The circuit topology of a folded linear polymer is the arrangement of its intra-molecular contacts. Examples of linear polymers with intra-molecular contacts are nucleic acids and proteins. Proteins fold via the formation of contacts of various natures, including hydrogen bonds, disulfide bonds, and beta-beta interactions. RNA molecules fold by forming hydrogen bonds between nucleotides, forming nested or non-nested structures. Contacts in the genome are established via protein bridges including CTCF and cohesins and are measured by technologies including Hi-C. Circuit topology categorizes the topological arrangement of these physical contacts, that are referred to as hard contacts (or h-contacts). Furthermore, chains can fold via knotting (or the formation of "soft" contacts (s-contacts)). Circuit topology uses a similar language to categorize both "soft" and "hard" contacts, and provides a full description of a folded linear chain. In this framework, a "circuit" refers to a segment of the chain where each contact site within the segment forms connections with other contact sites within the same segment, and thus is not left unpaired. A folded chain can thus be studied based on its constituent circuits.

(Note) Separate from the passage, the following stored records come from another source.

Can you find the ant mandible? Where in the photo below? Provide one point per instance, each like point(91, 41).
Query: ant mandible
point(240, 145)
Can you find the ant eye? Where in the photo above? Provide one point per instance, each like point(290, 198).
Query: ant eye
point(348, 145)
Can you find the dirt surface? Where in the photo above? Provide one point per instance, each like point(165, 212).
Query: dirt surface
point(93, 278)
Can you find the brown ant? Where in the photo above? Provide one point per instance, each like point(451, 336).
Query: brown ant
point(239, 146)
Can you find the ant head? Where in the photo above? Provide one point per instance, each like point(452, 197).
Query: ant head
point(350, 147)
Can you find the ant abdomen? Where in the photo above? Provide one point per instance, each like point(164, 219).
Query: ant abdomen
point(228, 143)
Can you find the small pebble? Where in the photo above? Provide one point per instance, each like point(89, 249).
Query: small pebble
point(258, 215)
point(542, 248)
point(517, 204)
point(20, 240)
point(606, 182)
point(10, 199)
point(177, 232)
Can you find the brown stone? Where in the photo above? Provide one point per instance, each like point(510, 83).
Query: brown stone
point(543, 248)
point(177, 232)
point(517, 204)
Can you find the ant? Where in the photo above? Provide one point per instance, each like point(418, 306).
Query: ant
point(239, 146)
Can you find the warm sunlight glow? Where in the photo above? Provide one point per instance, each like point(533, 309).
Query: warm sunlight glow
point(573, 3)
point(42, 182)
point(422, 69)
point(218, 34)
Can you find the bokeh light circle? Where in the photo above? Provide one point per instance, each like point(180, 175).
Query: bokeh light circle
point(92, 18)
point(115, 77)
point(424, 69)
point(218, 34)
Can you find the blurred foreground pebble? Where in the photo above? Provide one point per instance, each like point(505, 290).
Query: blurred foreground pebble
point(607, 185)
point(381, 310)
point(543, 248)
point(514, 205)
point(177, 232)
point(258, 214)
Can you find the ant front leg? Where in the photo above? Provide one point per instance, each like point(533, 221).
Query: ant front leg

A simple example of a folded chain is a chain with two hard contacts. For a chain with two binary contacts, three arrangements are available: parallel (P), series (S), and crossed (X). For a chain with n contacts, the topology can be described by an n by n matrix in which each element illustrates the relation between a pair of contacts and may take one of the three states, P, S and X. Multivalent contacts can also be categorised in full or via decomposition into several binary contacts. Similarly, circuit topology allows for the classification of the pairwise arrangements of chain crossings and tangles, thus providing a complete 3D description of folded chains. Furthermore, one can apply circuit topology operations to soft and hard contacts to generate complex folds, using a bottom-up engineering approach.

Both knot theory and circuit topology aim to describe chain entanglement, making it important to understand their relationship. Knot theory considers any entangled chain as a connected sum of prime knots, which are themselves undecomposable. Circuit topology splits any entangled chains (including prime knots) into basic structural units called soft contacts, and lists simple rules on how soft contacts can be put together. An advantage of circuit topology is that it can be applied to open linear chains with intra-chain interactions, so-called hard contacts. This enabled topological analysis of proteins and genomes, which are often described as unknot in knot theory. Finally, circuit topology enables studying interactions between hard contacts and entanglements and can identify slip knots, while knot theory typically overlooks hard contacts and split knots. Thus, circuit topology serves as a complementary approach to knot theory.

Circuit topology has implications for folding kinetics and molecular evolution and has been applied to engineer polymers including molecular origami. Circuit topology along with contact order and size are determinants of the folding rate of linear polymers. It has also been applied to quantify the conformational organisation of intrinsically disordered proteins. In protein structure prediction, coarse-grained generative approaches recover global topological features of protein folds and enable rapid contact map prediction. Circuit topology can be applied to characterise the topology of multi-chain systems as well, including biomolecular condensates and aggregates. For example, it has been used to characterise coil–globule transitions and aggregation in polymers, revealing multichain topological motifs during collective structural transitions. In addition, circuit topology has been applied to classify conformational substates in amyloid polypeptides, providing insight into aggregation mechanisms and their modulation by small molecules. Finally, the topology approach can also be used for medical applications including disease analysis, and drug response predictions.